By Sarah Terzo
From a woman who had an abortion because her baby was handicapped. This woman describes being at the abortion clinic and seeing all the women there who were having abortions because they didn’t want a baby. She thought that her situation was different because she wanted the baby until finding out the baby would have something wrong with it. She describes being in the recovery room:
“And what stands out in my mind is that there was this very young, beautiful teenager, a young Asian girl, and while I was resting, you know, recuperating, waiting to go downstairs, she got up from the cot and stepped on the scale, you know, to see if she’d lost any weight. I just about died. I felt so bad for her. Oh, Jesus! I just felt bad like, she missed the whole point. Maybe she’s lucky to have been, you know, so stupid. But it’s a fu–ing tragedy, to be so stupid about something so valuable.”

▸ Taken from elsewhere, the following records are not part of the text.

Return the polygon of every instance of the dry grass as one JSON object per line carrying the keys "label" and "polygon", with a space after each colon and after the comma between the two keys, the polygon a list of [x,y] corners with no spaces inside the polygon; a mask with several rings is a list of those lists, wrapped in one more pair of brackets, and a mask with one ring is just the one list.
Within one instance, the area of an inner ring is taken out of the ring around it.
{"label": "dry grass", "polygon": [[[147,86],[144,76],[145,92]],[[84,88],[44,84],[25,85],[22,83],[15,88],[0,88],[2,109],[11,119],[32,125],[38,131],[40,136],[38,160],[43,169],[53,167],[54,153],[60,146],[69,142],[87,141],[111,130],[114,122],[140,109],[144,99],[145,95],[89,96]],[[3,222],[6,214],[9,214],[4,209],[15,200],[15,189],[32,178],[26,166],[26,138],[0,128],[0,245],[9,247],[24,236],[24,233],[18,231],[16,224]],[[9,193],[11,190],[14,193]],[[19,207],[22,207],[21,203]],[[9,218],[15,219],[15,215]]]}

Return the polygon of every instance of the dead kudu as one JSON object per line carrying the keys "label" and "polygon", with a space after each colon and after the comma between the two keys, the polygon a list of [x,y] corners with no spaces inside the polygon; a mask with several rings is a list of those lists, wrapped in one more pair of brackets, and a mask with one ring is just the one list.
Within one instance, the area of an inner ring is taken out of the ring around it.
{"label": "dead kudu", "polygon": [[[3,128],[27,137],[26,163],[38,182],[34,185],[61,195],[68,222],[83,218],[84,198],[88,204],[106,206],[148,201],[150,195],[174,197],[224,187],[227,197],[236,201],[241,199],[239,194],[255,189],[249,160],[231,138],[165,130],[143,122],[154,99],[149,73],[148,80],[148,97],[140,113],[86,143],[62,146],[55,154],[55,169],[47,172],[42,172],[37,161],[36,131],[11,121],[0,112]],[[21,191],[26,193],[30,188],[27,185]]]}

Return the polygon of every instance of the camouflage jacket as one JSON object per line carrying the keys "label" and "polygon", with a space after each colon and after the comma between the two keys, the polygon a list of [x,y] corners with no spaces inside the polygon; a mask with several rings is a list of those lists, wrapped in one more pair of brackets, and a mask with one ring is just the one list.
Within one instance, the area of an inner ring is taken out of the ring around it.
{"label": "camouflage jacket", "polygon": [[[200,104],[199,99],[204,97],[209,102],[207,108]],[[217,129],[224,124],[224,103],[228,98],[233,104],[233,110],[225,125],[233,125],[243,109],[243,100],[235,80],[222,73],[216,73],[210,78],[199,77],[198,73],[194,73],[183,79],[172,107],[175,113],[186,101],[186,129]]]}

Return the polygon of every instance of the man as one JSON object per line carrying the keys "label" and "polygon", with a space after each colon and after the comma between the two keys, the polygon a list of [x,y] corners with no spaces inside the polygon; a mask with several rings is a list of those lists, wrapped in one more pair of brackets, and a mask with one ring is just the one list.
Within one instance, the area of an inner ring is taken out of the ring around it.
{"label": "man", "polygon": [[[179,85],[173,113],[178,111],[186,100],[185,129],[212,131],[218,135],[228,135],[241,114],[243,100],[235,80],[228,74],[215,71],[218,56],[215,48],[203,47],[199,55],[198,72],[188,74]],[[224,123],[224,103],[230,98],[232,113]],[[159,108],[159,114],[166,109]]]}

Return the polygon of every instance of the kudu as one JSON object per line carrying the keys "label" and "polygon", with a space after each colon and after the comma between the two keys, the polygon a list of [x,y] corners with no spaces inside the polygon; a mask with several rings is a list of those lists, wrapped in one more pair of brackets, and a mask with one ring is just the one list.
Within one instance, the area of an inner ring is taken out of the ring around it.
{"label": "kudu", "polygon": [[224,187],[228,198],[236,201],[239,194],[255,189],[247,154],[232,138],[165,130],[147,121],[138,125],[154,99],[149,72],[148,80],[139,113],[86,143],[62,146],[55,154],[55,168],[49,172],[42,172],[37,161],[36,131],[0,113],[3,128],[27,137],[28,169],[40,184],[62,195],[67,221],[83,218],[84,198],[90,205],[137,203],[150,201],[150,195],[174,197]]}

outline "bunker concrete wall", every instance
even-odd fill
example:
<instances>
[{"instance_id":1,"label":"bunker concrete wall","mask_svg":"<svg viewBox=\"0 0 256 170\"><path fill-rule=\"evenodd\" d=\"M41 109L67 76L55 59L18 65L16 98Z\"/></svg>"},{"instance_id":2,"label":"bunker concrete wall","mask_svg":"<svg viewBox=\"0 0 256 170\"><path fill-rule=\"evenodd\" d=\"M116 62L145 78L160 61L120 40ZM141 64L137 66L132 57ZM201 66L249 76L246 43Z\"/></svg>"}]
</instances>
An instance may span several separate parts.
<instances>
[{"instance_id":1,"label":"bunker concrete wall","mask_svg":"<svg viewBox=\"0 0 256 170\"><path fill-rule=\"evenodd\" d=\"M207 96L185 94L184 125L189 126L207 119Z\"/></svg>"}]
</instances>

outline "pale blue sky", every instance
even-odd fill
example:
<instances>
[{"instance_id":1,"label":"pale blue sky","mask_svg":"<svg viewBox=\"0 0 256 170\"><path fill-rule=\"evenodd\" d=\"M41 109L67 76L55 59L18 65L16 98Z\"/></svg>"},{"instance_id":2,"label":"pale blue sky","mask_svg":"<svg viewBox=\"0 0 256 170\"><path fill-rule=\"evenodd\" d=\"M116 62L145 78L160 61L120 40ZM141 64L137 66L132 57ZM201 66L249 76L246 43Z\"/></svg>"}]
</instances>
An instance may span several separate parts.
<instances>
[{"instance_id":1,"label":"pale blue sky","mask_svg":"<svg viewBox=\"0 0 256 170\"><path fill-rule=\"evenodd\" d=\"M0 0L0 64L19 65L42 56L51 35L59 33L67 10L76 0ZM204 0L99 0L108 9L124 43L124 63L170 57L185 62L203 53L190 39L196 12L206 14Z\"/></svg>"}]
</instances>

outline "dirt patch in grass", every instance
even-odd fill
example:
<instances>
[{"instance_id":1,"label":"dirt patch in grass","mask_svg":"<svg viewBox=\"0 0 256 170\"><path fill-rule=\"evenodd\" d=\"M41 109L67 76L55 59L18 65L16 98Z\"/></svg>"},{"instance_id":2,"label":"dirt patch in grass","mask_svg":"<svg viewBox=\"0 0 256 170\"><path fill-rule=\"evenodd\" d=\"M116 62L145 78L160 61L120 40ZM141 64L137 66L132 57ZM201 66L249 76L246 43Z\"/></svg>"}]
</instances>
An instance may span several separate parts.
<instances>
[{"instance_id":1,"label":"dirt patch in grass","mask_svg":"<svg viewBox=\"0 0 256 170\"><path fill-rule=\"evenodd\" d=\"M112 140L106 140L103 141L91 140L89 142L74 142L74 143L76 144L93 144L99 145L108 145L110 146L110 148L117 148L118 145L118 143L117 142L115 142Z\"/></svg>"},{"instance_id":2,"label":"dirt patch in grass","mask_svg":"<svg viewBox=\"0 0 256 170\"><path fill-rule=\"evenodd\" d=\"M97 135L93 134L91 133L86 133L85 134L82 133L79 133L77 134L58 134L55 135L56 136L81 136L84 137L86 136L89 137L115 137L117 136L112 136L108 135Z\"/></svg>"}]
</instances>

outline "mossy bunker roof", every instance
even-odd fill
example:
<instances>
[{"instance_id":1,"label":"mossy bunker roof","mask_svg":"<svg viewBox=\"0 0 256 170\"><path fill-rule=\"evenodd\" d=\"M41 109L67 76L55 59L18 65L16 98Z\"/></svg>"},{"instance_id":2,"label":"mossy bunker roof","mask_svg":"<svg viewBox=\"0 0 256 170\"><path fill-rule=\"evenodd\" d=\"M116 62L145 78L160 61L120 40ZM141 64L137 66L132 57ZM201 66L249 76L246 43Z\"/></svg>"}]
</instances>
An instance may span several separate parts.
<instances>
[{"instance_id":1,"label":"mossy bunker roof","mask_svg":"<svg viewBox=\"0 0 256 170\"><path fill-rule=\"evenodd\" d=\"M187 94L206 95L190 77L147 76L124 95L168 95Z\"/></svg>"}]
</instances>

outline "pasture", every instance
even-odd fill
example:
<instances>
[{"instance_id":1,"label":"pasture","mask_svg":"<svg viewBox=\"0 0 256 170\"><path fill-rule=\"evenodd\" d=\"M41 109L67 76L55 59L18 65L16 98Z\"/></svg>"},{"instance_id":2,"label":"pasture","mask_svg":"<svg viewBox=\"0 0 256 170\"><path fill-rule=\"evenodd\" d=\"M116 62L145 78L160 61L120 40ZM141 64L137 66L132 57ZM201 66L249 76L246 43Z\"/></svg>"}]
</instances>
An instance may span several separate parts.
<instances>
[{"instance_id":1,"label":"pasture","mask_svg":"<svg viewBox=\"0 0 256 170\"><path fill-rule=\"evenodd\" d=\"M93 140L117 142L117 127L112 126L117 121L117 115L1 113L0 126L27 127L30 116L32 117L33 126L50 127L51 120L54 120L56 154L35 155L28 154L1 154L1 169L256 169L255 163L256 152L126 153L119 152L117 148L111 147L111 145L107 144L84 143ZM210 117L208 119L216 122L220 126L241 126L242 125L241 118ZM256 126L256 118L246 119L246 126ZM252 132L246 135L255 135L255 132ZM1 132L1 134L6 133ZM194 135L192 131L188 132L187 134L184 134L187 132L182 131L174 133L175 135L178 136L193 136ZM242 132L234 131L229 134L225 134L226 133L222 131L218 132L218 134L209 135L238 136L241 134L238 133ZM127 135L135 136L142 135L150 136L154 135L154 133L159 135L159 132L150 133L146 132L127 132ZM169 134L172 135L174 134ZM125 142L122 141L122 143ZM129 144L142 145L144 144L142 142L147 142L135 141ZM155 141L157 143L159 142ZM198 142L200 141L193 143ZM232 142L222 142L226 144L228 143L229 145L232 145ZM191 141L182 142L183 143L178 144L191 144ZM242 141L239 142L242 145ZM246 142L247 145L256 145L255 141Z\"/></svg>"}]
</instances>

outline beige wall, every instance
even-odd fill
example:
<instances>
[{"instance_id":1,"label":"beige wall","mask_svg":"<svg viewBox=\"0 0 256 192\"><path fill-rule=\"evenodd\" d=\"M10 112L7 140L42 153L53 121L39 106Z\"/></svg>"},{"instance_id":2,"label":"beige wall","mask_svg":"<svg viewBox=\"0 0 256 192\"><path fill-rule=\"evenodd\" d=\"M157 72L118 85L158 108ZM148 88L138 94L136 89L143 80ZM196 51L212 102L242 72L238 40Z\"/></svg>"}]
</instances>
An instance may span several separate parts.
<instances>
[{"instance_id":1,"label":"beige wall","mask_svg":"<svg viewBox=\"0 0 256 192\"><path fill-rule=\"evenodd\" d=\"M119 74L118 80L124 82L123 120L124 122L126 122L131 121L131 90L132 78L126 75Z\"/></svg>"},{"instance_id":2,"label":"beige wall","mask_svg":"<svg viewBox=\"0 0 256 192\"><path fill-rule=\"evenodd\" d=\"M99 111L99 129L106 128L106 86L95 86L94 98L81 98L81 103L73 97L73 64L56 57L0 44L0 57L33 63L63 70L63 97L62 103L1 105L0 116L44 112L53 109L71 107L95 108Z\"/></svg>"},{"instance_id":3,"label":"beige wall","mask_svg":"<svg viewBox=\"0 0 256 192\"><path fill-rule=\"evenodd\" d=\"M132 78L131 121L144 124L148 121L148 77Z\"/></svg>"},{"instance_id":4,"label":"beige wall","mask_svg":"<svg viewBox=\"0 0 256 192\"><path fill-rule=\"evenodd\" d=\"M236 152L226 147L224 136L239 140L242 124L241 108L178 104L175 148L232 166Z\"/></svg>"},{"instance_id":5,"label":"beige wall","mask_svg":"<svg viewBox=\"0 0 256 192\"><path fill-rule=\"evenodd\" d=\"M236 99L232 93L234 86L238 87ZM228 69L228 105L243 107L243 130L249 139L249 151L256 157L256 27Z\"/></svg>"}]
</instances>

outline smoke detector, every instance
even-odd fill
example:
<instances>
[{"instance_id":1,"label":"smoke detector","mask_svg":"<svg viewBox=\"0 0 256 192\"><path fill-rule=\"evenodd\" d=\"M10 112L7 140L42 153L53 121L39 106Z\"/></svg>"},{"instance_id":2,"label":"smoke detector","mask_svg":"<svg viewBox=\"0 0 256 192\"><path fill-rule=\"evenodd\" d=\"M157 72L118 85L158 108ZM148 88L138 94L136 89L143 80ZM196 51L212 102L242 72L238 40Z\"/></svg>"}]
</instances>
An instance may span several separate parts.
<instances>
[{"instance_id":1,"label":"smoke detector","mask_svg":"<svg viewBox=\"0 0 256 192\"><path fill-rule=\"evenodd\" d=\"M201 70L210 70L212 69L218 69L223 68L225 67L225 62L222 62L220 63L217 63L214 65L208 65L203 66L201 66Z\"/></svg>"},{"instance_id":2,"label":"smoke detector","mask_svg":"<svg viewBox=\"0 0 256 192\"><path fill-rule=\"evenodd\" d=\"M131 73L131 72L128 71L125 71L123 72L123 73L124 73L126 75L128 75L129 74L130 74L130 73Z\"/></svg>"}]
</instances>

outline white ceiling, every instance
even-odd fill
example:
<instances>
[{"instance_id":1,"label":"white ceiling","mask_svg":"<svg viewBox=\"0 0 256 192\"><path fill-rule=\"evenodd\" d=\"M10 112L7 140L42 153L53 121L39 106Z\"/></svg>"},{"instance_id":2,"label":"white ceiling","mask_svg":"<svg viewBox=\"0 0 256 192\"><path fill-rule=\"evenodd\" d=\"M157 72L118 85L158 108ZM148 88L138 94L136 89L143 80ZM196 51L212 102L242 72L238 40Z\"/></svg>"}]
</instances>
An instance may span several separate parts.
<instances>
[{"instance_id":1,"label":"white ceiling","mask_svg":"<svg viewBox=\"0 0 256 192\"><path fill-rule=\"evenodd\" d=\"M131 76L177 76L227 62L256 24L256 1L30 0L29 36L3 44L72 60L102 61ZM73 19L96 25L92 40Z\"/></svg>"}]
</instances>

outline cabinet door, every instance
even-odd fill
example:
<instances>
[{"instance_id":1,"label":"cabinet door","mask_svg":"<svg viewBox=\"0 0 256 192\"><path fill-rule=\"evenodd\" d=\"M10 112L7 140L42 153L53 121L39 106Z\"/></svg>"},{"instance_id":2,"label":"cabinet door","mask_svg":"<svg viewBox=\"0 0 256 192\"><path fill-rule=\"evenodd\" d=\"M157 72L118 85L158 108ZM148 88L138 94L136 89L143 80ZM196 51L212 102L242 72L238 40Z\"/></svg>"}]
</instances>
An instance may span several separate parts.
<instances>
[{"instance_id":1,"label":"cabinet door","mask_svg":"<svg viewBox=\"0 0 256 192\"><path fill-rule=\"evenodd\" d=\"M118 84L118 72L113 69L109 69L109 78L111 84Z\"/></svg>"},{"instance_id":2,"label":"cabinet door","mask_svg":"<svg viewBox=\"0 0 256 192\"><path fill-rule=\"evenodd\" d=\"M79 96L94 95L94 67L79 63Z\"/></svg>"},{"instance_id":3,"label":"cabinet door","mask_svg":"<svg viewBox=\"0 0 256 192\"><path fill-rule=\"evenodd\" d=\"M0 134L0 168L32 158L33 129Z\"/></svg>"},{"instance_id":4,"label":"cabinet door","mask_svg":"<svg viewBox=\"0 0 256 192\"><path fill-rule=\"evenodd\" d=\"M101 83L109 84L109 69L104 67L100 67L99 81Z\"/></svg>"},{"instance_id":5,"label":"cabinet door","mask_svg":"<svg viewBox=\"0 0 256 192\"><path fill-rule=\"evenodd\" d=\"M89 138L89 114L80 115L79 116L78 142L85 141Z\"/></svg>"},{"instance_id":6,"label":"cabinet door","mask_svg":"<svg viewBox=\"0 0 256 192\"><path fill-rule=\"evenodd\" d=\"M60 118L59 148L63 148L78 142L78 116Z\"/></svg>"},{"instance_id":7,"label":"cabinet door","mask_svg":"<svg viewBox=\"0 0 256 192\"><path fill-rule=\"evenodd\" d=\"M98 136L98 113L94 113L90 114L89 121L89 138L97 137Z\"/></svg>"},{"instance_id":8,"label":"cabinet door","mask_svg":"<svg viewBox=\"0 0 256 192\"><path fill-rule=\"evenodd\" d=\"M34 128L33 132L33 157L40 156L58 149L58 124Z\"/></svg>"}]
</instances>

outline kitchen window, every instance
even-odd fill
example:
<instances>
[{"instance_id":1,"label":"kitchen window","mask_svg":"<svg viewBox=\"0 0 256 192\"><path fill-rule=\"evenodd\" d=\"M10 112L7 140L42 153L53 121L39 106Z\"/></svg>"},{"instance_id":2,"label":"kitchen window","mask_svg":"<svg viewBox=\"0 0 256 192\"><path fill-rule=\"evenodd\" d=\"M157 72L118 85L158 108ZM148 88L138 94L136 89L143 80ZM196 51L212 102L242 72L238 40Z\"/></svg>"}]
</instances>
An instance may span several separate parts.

Rayna Rapp, “Testing Women, Testing the Fetus: the Social Impact of Amniocentesis in America” (New York: Routledge, 1999) p.237.
She considered the girl’s baby to have been valuable, because (she assumes) it had been healthy. Her own baby, of course, had ceased to be valuable as soon as she found out it would not be “normal.” But she also seems to realize the gravity of the abortion decision, while the “Asian girl” does not.